I compared String.Join() in .NET 2.0 framework where its implementation was different(it wasn't using StringBuilder in .NET 2.0). But with .NET 4.0, String.Join() is using StringBuilder() internally so its like easy wrapper on top of StringBuilder() for string concatenation.
Microsoft even recommends using StringBuilder class for any string concatenation.

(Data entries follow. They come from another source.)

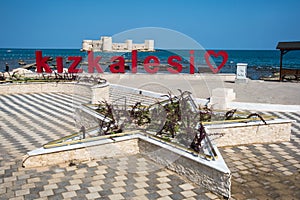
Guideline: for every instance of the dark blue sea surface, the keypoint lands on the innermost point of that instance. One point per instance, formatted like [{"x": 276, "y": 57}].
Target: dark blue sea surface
[{"x": 261, "y": 63}]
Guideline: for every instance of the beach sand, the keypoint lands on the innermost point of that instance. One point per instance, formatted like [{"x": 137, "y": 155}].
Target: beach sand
[{"x": 201, "y": 86}]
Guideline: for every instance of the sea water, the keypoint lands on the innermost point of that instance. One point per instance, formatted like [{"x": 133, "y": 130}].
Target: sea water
[{"x": 261, "y": 63}]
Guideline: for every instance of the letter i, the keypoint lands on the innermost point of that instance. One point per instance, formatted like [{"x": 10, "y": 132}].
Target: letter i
[
  {"x": 192, "y": 62},
  {"x": 59, "y": 64}
]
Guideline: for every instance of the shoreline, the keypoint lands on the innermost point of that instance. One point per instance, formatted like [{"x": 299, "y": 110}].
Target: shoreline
[{"x": 201, "y": 86}]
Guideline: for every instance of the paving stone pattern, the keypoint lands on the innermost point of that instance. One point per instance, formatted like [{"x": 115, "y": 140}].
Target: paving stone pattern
[
  {"x": 27, "y": 121},
  {"x": 30, "y": 120}
]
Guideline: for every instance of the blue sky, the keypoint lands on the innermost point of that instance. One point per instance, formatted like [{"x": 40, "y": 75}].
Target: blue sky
[{"x": 227, "y": 24}]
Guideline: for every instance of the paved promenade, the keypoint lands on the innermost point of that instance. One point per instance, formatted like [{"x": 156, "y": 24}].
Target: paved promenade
[{"x": 27, "y": 121}]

Program that joins strings [C#]
using System;
class Program
{
static void Main()
{
string[] arr = { "one", "two", "three" };
// "string" can be lowercase, or...
Console.WriteLine(string.Join(",", arr));
// ... "String" can be uppercase:
Console.WriteLine(String.Join(",", arr));
}
}
Output -
one,two,three
one,two,three
Concat:
using System;
class Program
{
static void Main()
{
// 1.
// New string called s1.
string s1 = "string2";
// 2.
// Add another string to the start.
string s2 = "string1" + s1;
// 3.
// Write to console.
Console.WriteLine(s2);
}
}
Output -
string1string2
these two methods are quite related. Although it hasn't been done, equals could have been implemented using compareTo:
public boolean equals(Object o)
{
if (this == anObject)
{
return true;
}
if (o instanceof String)
{
String s = (String)o;
return compareTo(s) == 0;
}
return false;
}
Also, s1.equals(s2) == true implies s1.compareTo(s2) == 0 (and vice versa), and s1.equals(s2) == false implies s1.compareTo(s2) != 0 (and vice versa).
However, and this is important, this does not have to be the case for all classes. It is for String, but no rule prohibits different natural orders for other classes.